Гриша заметил, что Саша слишком подозрительно уставился на него. И отвернулся, пробормотав:

— Силой, конечно, я вас поверить не заставлю… Но и сказать всего пока не могу… Вы подождите меня здесь, я сейчас вернусь.

Гриша опять побежал куда-то вниз по оврагу. Быстро вернулся обратно и широко улыбнулся Лиде.

— Вот теперь можете трогать зеркало. Хоть языком облизывайте…


Лида первая схватила зеркало. Осмотрели его со всех сторон. Как и говорит Гриша, оно ничем не отличалось от магазинных зеркал. И лицевая сторона, и задняя — самые обычные. Ребята даже засомневались: а не обманул ли их Гриша, просто решив испугать?

В это время Гена вдруг вспомнил о чем-то и подтолкнул Сашу.

— Слушай, а ведь Мусим Мусимыч нас, наверно, совсем потерял?

— Я тоже подумал только что.

— Устанут искать…

— Да, надо было предупредить… — Саша вопросительно взглянул на Гришу. — Когда, говоришь, начнётся этот… ильвеш левэх?

— Через час.

— Тогда мы успеем добежать до Мусим Мусимыча. Можно нам сказать, где мы были?

— Об этом овраге лучше бы не упоминать.

— Ладно, — сказал Саша. — Слыхала, Лид? Никому ни слова.

— А друзей хотя бы можно привести с собой?

— Сколько их? — спросил Гриша.

— Ромаш, Никон и Гера. Всего трое. Ну и — наш учитель, Петр Иванч…

— Давайте еще и Римму позовем, а? — умоляюще заглянула в Гришины глаза Лида… — Можно, а? Ну, Римму, ты ведь ее знаешь?

— Римму? Ладно, зовите. Она не болтушка.

— Тогда мы быстренько перекусим чего-нибудь на завтрак и сразу же сюда, — сказал Саша.

— Хорошо, — согласился Гриша.

Лида обвела глазами деревья, на которых были прикреплены зеркальца.

— А вдруг кто-нибудь чужой заметит и поснимает их?

— Нет, не заметит, — усмехнулся Гриша. — И вы бы не заметили, если бы не оказались тут, на дне оврага… Да и облака вон пошли, сейчас закроют солнце.

Облака, действительно, уже закрыли часть неба, видимую из оврага, и двигались на восток.

По подсказками Гриши ребята довольно-таки быстро выбрались из оврага. Здесь Мюнхгаузен почему-то начал торопить их, стараясь поскорее отвести от оврага, но Лиде вздумалось посмотреть на то место, откуда она сорвалась. Взглянула вниз и застыла, увидев, вероятно, что-то интересное. Вцепилась в рукав Саши, прошептала:

— Смотри… Видишь?

Гриша, торопя ребят в деревню, схватил Сашу за другую руку и потянул к чаще.

— А-а, чего еще там может быть!

— Постой-ка, — освободил Саша руку. — Вроде, туман поднимается из оврага?

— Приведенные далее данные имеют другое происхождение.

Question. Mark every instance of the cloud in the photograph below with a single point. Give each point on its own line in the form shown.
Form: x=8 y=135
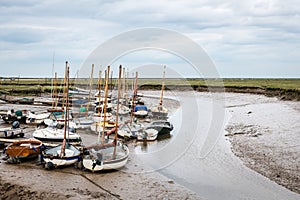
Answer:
x=234 y=33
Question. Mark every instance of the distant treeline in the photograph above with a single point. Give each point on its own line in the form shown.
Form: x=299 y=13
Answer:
x=284 y=87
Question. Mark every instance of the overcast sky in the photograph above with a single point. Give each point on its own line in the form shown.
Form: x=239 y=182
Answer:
x=249 y=38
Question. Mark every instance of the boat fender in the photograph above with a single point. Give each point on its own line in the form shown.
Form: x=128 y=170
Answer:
x=16 y=124
x=4 y=150
x=49 y=165
x=96 y=162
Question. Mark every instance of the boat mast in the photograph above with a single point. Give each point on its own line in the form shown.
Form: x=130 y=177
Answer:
x=134 y=95
x=117 y=113
x=90 y=89
x=162 y=87
x=99 y=91
x=66 y=124
x=105 y=101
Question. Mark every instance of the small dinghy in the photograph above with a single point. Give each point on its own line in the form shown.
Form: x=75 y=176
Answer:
x=23 y=149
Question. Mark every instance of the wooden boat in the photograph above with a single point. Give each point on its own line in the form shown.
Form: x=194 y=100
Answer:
x=24 y=100
x=32 y=118
x=83 y=122
x=140 y=111
x=160 y=111
x=162 y=126
x=23 y=149
x=106 y=155
x=54 y=134
x=130 y=130
x=147 y=135
x=98 y=126
x=12 y=116
x=11 y=132
x=64 y=154
x=123 y=110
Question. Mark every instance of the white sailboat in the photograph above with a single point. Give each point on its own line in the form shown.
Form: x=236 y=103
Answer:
x=160 y=111
x=106 y=155
x=64 y=154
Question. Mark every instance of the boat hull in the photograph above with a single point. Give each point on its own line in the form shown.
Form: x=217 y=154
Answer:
x=52 y=156
x=93 y=163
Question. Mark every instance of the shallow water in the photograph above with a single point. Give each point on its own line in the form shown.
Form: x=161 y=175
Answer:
x=198 y=155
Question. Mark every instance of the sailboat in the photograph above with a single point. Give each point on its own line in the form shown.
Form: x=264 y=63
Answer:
x=64 y=154
x=106 y=155
x=11 y=132
x=23 y=149
x=160 y=111
x=83 y=119
x=138 y=109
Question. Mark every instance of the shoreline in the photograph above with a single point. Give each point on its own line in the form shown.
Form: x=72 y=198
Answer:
x=170 y=187
x=263 y=135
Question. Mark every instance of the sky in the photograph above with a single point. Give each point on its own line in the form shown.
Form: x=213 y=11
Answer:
x=244 y=39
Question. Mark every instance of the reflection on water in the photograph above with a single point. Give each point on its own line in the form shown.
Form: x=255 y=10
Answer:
x=151 y=146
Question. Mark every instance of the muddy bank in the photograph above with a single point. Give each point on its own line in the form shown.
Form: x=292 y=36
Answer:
x=282 y=94
x=264 y=133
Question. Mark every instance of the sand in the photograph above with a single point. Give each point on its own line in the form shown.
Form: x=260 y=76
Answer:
x=263 y=133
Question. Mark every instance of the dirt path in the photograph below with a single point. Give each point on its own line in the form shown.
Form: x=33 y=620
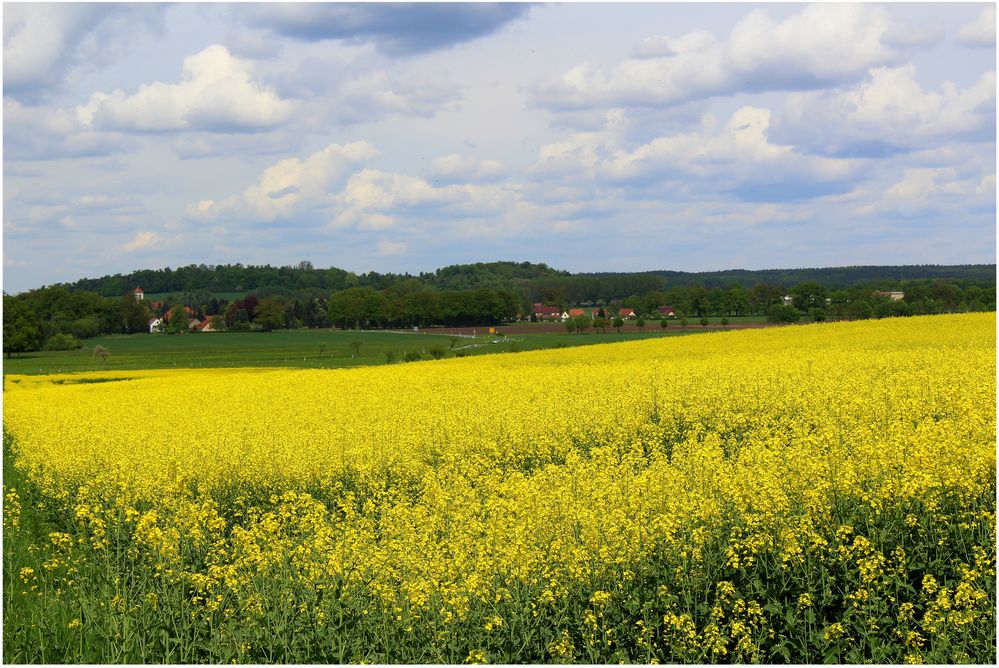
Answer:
x=555 y=328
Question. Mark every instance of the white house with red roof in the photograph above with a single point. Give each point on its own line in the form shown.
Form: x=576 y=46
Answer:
x=542 y=312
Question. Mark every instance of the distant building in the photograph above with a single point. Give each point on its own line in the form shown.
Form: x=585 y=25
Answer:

— Нет, похоже на туман, — ответила Лида.

Все невольно остановились и изумленно стали наблюдать, как с того места, где они только что стояли, густо заклубился вверх бурый туман.

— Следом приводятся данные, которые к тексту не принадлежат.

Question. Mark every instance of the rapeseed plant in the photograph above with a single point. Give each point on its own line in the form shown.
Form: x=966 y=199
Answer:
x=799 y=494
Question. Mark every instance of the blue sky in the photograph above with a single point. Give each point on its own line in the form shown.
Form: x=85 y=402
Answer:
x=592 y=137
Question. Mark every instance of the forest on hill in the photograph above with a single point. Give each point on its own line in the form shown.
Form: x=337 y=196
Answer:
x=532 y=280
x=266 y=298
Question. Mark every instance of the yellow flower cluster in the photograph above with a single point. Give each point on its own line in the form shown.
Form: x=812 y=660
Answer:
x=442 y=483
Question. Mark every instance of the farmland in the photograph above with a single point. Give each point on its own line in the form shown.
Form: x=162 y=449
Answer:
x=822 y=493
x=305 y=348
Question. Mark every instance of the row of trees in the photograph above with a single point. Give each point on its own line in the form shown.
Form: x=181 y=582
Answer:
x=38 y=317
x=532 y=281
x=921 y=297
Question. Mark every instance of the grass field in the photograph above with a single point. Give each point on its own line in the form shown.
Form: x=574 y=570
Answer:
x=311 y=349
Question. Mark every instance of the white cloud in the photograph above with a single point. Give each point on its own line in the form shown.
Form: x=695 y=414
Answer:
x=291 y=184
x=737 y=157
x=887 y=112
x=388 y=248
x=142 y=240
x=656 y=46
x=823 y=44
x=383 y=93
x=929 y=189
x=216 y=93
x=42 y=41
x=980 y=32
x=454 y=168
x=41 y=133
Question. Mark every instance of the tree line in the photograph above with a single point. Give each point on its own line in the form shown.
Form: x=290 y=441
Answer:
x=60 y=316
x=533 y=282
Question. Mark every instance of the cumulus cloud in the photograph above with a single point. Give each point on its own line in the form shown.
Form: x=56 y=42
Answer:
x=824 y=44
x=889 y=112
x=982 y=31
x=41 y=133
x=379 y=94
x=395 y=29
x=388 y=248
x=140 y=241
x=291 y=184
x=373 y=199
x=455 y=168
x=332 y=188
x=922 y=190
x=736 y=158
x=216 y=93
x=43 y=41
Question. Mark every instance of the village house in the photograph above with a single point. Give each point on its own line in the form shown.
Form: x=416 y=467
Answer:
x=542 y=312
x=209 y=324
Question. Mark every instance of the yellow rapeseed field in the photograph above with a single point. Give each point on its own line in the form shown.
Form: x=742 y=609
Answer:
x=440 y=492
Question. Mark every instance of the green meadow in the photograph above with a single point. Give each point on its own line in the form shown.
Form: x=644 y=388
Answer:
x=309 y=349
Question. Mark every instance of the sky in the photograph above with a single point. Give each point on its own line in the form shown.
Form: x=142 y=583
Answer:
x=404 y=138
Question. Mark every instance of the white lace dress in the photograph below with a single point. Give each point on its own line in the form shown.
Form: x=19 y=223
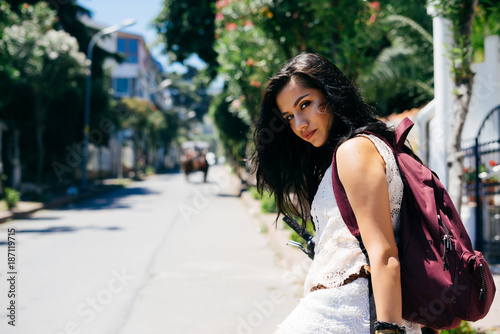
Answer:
x=340 y=309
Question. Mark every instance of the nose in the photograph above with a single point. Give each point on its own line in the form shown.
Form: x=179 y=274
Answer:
x=301 y=122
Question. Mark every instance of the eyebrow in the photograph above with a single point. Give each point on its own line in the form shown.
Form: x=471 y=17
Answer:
x=296 y=102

— Ну и чудеса! — протянул Гена. — Только что там ничего не было…

— Да-а, действительно странный овраг, — согласился с ним Саша.

— Таинственный овраг, — как обычно, совершенно спокойно отозвался Гриша. — Сами же видели — ильвеш левэх!

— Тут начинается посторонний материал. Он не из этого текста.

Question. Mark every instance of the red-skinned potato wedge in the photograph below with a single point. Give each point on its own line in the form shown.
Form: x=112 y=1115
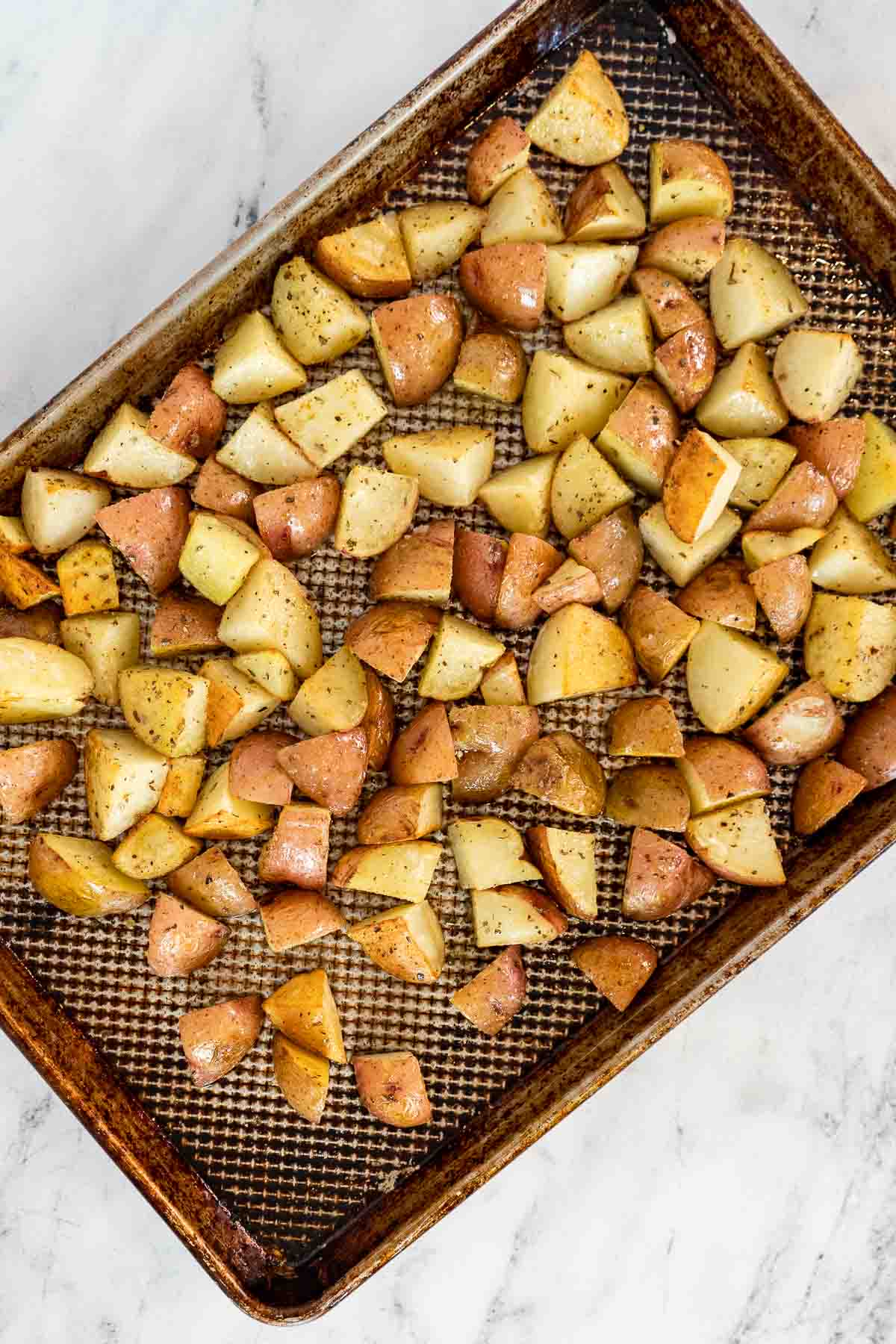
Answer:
x=305 y=1011
x=561 y=771
x=496 y=995
x=393 y=636
x=391 y=1088
x=184 y=624
x=217 y=1038
x=500 y=151
x=662 y=878
x=401 y=812
x=302 y=1078
x=328 y=769
x=687 y=248
x=785 y=591
x=739 y=844
x=685 y=364
x=379 y=722
x=423 y=750
x=34 y=776
x=803 y=499
x=659 y=631
x=489 y=742
x=835 y=447
x=802 y=726
x=528 y=564
x=479 y=566
x=650 y=796
x=297 y=519
x=418 y=340
x=869 y=744
x=508 y=282
x=645 y=726
x=566 y=859
x=613 y=550
x=718 y=771
x=190 y=417
x=149 y=530
x=617 y=967
x=299 y=848
x=211 y=885
x=292 y=918
x=418 y=567
x=722 y=593
x=223 y=491
x=821 y=793
x=181 y=940
x=255 y=773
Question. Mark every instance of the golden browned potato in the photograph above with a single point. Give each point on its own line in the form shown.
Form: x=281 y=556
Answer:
x=509 y=915
x=305 y=1011
x=220 y=815
x=583 y=119
x=479 y=564
x=181 y=940
x=603 y=206
x=217 y=1038
x=579 y=652
x=293 y=918
x=566 y=859
x=403 y=941
x=418 y=567
x=489 y=741
x=299 y=848
x=645 y=725
x=494 y=995
x=869 y=742
x=718 y=771
x=739 y=844
x=500 y=151
x=149 y=530
x=401 y=812
x=561 y=771
x=80 y=878
x=391 y=1088
x=34 y=776
x=723 y=594
x=615 y=553
x=617 y=967
x=802 y=726
x=329 y=768
x=302 y=1078
x=508 y=282
x=423 y=750
x=367 y=260
x=821 y=793
x=662 y=878
x=685 y=364
x=418 y=342
x=155 y=847
x=393 y=636
x=211 y=885
x=489 y=853
x=660 y=632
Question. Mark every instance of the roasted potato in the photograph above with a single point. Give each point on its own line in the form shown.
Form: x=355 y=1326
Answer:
x=494 y=995
x=215 y=1039
x=561 y=772
x=34 y=776
x=80 y=878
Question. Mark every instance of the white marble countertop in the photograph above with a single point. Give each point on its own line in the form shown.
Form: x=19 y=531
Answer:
x=736 y=1186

И он, махнув рукой, решительно зашагал по еле заметной тропинке в чащу. Остальные заторопились за ним — не хотелось оставаться в этом жутковатом месте. Долго шли молча, раздавался только свистящий шорох веток, отпускаемых идущими впереди.

— Мальчики! — громко сказала вдруг Лида. — Я догадалась, что говорило зеркало!

— Ну! — остановился Гриша. — Так быстро?! Не может быть!

Все окружили Лиду.

— Знаете что? — возбуждению Лиды не было границ. — Тот мужской голос говорил с нами на настоящем чувашском языке!

— Почему же вы тогда ничего не поняли? — спросил Гена.

— А потому, что разговаривал он только одними согласными! Поняли — только согласными звуками! Если между этими согласными или в конце поставить гласные, то получатся самые настоящие чувашские слова!

— Ну и голова у тебя! — восхищенно сказал Гриша, и глаза его, когда он посмотрел на Лиду, опять блеснула неестественным светом. — Так ты и Мюнхгаузена переплюнешь!

— Не веришь? — спросила Лида, сверкнув глазами не хуже Гриши. — Вот увидите — переведу вам все как есть. Только окажите сначала, сколько сейчас времени?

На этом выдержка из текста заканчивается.